De fait, il prolonge cette intuition en évoquant ses interventions sur les œuvres de Gauguin, des « gestes transgressifs » qui viennent à leur manière corriger l’histoire, rehausser ou redessiner le corps mis en cause. La couleur ici utilisée est le rouge, une couleur utilisée pour la correction, la mise en exergue, et qui trouve par cette opération et dans ces circonstances précise tout son sens.

Nous le voyons, dans le mouvement des statues, la lecture de Césaire comme l’intervention sur le travail postimpressionniste du XIXe siècle nous invite à regarder la mémoire au prisme de l’imaginaire de l’artiste, sa préservation. C’est ce qu’Elvan Zabunyan, dans Black is a color (2004), appelle l’« histoire du passé ». En miroir, certains artistes travailleraient à la construction d’une « mémoire du présent », dont le geste de Creuzet sur les œuvres de Gauguin semble être représentatif. L’œuvre évolue ici, à sa manière, dans une dynamique de redéfinition de la culture noire au sein de la société occidentale comme dans sa diffusion. À partir des statuettes, des paysages, des ciels et des danses, on redécouvre un travail et sa possible lecture, littéralement son « contour », à l’image du geste de l’artiste sur l’œuvre et son périmètre.

Cheminement

Dans un échange épistolaire avec l’artiste publié dans le catalogue, Estelle Coppolani explique : « À mon sens, la convocation de la Négritude serait une façon de dire l’actualité, non le simple anachronisme auquel un abord rapide serait tenté de la réduire. Cette convocation multiplierait les strates de sens, à la fois à cause du délai où ces dernières n’ont pas fini d’étaler leurs variations (…) et plus simplement en raison des premières sédimentations des mondes noirs. »

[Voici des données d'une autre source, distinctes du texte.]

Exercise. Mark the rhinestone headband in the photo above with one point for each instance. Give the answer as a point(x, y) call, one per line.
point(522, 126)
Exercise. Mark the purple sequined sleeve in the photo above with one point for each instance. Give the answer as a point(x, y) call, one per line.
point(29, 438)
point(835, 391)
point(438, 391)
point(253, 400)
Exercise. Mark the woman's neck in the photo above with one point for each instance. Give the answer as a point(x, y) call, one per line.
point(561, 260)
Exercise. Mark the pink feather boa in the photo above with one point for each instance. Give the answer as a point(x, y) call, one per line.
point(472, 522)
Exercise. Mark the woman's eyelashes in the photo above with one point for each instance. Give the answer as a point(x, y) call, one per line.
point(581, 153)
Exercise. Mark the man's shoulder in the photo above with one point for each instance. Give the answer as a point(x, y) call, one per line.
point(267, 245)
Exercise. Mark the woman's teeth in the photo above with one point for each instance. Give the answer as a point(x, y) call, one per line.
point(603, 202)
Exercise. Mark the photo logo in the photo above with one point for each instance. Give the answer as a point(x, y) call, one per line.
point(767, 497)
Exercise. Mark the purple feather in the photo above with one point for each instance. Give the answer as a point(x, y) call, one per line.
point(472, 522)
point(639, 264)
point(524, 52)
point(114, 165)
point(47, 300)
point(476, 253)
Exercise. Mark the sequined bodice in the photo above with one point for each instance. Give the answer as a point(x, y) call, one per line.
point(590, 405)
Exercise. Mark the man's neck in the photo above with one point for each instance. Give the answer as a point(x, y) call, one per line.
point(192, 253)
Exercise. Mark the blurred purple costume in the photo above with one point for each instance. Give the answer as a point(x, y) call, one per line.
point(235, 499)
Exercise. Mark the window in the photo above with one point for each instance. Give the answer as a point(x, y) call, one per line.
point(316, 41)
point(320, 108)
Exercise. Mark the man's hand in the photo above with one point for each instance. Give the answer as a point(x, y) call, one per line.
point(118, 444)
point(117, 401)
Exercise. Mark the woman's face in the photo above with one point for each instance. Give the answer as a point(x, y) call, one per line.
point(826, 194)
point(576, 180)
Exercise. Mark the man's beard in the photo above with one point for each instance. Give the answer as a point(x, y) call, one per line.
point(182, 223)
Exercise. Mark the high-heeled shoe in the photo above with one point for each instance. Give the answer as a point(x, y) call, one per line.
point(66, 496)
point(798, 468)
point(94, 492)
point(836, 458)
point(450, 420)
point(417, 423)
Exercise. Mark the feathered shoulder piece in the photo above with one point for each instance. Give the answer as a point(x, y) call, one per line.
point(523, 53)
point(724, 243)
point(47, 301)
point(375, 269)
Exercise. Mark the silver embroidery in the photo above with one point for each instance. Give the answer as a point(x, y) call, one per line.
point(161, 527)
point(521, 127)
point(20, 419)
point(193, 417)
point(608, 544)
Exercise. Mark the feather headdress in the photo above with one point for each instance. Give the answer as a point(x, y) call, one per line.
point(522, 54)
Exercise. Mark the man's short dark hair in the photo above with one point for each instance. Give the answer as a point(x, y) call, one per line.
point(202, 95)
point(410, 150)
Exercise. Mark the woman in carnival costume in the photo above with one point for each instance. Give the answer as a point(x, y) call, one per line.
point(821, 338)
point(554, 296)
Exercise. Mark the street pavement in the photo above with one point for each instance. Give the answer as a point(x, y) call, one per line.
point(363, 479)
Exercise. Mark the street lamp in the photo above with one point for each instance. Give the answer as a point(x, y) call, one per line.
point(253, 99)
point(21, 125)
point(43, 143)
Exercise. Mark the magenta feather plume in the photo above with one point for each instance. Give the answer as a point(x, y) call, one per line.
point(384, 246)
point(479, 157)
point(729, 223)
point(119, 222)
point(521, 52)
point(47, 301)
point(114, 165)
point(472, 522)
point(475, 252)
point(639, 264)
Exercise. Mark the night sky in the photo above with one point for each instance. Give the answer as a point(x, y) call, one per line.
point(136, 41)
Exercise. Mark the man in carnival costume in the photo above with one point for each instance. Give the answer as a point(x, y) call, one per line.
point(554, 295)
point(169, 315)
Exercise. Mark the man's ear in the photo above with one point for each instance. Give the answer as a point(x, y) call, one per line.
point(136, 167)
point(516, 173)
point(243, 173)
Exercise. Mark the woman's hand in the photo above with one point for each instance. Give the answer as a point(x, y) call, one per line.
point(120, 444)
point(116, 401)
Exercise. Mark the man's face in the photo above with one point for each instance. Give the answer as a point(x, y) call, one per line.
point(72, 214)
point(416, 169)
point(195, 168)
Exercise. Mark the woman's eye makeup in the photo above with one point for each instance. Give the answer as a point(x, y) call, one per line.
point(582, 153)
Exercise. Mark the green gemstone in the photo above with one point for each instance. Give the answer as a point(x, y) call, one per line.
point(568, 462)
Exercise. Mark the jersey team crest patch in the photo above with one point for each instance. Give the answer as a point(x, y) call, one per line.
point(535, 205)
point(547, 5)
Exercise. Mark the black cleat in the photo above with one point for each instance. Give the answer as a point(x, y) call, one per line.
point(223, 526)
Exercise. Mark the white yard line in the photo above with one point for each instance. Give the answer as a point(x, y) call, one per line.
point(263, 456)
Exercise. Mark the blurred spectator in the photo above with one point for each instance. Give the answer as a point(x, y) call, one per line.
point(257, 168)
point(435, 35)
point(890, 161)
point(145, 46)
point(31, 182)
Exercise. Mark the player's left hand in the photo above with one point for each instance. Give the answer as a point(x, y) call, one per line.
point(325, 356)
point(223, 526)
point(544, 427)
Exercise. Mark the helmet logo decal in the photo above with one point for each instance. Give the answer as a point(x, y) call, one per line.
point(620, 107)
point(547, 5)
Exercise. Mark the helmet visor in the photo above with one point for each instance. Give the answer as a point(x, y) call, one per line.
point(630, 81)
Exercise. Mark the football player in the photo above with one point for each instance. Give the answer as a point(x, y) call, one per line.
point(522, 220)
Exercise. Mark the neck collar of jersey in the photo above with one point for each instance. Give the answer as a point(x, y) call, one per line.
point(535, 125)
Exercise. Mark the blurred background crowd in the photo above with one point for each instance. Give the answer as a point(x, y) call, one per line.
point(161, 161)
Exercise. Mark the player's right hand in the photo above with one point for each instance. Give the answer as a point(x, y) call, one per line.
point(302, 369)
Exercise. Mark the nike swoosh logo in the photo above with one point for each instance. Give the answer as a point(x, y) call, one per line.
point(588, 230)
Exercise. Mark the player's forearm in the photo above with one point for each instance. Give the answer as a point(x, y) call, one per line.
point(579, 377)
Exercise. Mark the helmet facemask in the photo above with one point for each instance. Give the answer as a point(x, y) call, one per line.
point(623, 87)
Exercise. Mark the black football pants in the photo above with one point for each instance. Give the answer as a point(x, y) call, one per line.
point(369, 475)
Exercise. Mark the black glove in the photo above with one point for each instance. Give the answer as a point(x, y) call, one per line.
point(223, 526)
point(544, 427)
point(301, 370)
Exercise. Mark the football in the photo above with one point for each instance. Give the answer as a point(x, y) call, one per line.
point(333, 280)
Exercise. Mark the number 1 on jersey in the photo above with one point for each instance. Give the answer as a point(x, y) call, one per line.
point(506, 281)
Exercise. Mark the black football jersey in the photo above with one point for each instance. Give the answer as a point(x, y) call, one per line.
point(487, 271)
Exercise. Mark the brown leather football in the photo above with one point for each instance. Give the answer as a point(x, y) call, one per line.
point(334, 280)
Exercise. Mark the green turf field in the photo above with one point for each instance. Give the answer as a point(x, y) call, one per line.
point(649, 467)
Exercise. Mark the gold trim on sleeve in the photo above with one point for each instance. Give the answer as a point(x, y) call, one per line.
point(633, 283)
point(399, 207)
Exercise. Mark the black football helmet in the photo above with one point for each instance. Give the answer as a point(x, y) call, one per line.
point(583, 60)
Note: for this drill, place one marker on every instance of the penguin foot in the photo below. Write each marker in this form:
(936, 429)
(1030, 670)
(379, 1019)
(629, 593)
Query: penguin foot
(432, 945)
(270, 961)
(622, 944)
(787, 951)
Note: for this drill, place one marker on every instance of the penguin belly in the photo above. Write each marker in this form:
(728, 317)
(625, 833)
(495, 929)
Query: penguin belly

Variation, strates, sédimentation, on le comprend à la lecture du recueil, l’œuvre de Julien Creuzet se fait fugitive et nomade, comme en témoigne les ciels bleus qui se rappellent comme une constante, de la Dalmatie à la Caraïbe. Aussi, si l’artiste interroge la notion même de territoire dans son œuvre et dans son processus créatif, cette culture visuelle afro-américaine est interrogée au moyen de matériaux explicits qui refusent toute forme de ségrégation en s’inscrivant dans des mouvements et des courants de pensée en devenir.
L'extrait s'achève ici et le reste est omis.